Re: [tip: x86/urgent] x86/acpi: Ignore invalid x2APIC entries
From: Thomas Gleixner
Date: Tue Dec 12 2023 - 12:34:57 EST
On Thu, Nov 23 2023 at 12:50, Rui Zhang wrote:
> On Wed, 2023-11-22 at 22:19 +0000, John Sperbeck wrote:
>> I have a platform with both LOCAL_APIC and LOCAL_X2APIC entries for
>> each CPU. However, the ids for the LOCAL_APIC entries are all
>> invalid ids of 255, so they have always been skipped in
>> acpi_parse_lapic()
>> by this code from f3bf1dbe64b6 ("x86/acpi: Prevent LAPIC id 0xff from
>> being
>> accounted"):
>>
>> /* Ignore invalid ID */
>> if (processor->id == 0xff)
>> return 0;
>>
>> With the change in this thread, the return value of 0 means that the
>> 'count' variable in acpi_parse_entries_array() is incremented. The
>> positive return value means that 'has_lapic_cpus' is set, even though
>> no entries were actually matched.
>
> So in acpi_parse_madt_lapic_entries, without this patch,
> madt_proc[0].count is a positive value on this platform, right?
>
> This sounds like a potential issue because the following checks to fall
> back to MPS mode can also break. (If all LOCAL_APIC entries have
> apic_id 0xff and all LOCAL_X2APIC entries have apic_id 0xffffffff)
>
>> Then, when the MADT is iterated
>> with acpi_parse_x2apic(), the x2apic entries with ids less than 255
>> are skipped and most of my CPUs aren't recognized.
>>
>> I think the original version of this change was okay for this case in
>> https://lore.kernel.org/lkml/87pm4bp54z.ffs@tglx/T/
>
> Yeah.
>
> But if we want to fix the potential issue above, we need to do
> something more.
>
> Say we can still use acpi_table_parse_entries_array() and convert
> acpi_parse_lapic()/acpi_parse_x2apic() to
> acpi_subtable_proc.handler_arg and save the real valid entries via the
> parameter.
Nah.
> or can we just use num_processors & disabled_cpus to check if there is
> any CPU probed when parsing LOCAL_APIC/LOCAL_X2APIC entires?

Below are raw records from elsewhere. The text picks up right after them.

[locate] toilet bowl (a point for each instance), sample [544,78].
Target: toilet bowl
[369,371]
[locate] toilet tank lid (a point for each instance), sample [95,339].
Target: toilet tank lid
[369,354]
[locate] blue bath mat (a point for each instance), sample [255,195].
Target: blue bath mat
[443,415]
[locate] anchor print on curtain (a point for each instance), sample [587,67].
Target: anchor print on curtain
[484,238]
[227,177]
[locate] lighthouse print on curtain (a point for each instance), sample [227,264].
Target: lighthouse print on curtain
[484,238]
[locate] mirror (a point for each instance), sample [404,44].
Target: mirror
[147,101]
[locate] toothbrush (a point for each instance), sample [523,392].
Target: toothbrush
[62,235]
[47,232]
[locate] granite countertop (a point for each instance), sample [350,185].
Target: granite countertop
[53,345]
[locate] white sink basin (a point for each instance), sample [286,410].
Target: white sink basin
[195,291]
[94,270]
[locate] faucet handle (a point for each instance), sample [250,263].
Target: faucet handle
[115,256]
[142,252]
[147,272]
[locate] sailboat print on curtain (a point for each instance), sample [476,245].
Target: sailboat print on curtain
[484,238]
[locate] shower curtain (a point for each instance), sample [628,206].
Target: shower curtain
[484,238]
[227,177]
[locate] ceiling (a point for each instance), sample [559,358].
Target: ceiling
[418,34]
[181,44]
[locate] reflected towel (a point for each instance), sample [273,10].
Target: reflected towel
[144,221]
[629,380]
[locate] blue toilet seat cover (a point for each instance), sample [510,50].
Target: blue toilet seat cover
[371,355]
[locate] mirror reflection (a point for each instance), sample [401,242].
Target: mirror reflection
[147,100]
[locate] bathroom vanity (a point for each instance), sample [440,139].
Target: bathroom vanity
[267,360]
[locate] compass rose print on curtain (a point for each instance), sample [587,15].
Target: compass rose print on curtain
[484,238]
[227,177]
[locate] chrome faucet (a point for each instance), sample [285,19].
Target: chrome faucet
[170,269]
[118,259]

No, we are not going to do that because that's just a proliferation of
boundary violations.
Let ACPI deal with it's own problems and not depend on something which
is subject to change.
The simple change below should do the trick.
Thanks,
tglx
---
diff --git a/arch/x86/kernel/acpi/boot.c b/arch/x86/kernel/acpi/boot.c
index 1a0dd80d81ac..85a3ce2a3666 100644
--- a/arch/x86/kernel/acpi/boot.c
+++ b/arch/x86/kernel/acpi/boot.c
@@ -293,6 +293,7 @@ acpi_parse_lapic(union acpi_subtable_headers * header, const unsigned long end)
processor->processor_id, /* ACPI ID */
processor->lapic_flags & ACPI_MADT_ENABLED);
+ has_lapic_cpus = true;
return 0;
}
@@ -1134,7 +1135,6 @@ static int __init acpi_parse_madt_lapic_entries(void)
if (!count) {
count = acpi_table_parse_madt(ACPI_MADT_TYPE_LOCAL_APIC,
acpi_parse_lapic, MAX_LOCAL_APIC);
- has_lapic_cpus = count > 0;
x2count = acpi_table_parse_madt(ACPI_MADT_TYPE_LOCAL_X2APIC,
acpi_parse_x2apic, MAX_LOCAL_APIC);
}